The vicar looked at the widow in amazement. “Surely you know whether or not he is your son?” he said in stern surprise.
“Yes, he is the child of my body, but I grow afraid to claim him as mine.”
“For what reason?”
“He is not as other men.”
“I don’t understand you,” said the vicar with stern impatience.
The widow looked at the vicar with a sudden light of ecstasy in her eyes. “I can only tell you,” she said, “that my husband was killed in battle months before a son was born to me. I can only tell you that I prayed and prayed continually that there might be no more wars. I can only tell you that one night an angel came to me and said that my prayer had been heard and would shortly be answered. I was told that I should live to see a war that would end all wars. And then my boy was born and I called him John Emanuel.”

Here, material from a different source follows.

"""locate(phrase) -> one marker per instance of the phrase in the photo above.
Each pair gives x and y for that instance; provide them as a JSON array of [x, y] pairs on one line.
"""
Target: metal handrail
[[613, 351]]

The vicar mustered all his patience as he listened,half-scandalized, to the widow’s statement. He had to fortify himself with the obvious fact that she was a feeble creature who had known many sorrows, whose mind had at last given way. Somehow he felt a shocked resentment, but she was so palpably sincere that it was impossible to visit it upon her. And then the thought came to him that this pitiful illusion was going to add immensely to his difficulties. Having always known her for a decent woman and, when in health, a regular churchgoer, he had counted confidently upon her help. It came as a further embarrassment to find her mind affected. For her sake he might have been inclined to temporize a little with the son, in the hope that she would bring the influence of a known good woman to bear upon him. But that hope was now vain. The widow’s own mind was in a state of almost equal disorder, and any steps the matter might demand must now be taken without her sanction.
Had the mother infected the son, or had the son infected the mother was now the vicar’s problem. Regarding the one as a natural complement to the other, and reading them together, he saw clearly that both were a little unhinged. Beyond all things a good and humane man, he could not help blaming himself a little that he had not realized sooner the true state ofthe case. Now that he had spoken with the mother, the son became more comprehensible. Without a doubt the one had reacted on the other. It simplified the task it would be his bounden duty to perform, even if it did not make it less repugnant. The fact that two persons shared such a fantastic illusion made it doubly imperative that immediate steps should be taken in a matter which Mr. Perry-Hennington was now viewing with a growing concern.
“Mrs. Smith,” he said very sternly, “there is one question I feel bound to ask. Am I right in the assumption that you regard your son as a—er—a messiah?”
The answer came at once.
“Yes, vicar, I do,” said the widow falteringly. “The angel of the Lord appeared to me, and my son John—if my son he is—has come to fulfill the Prophecy.”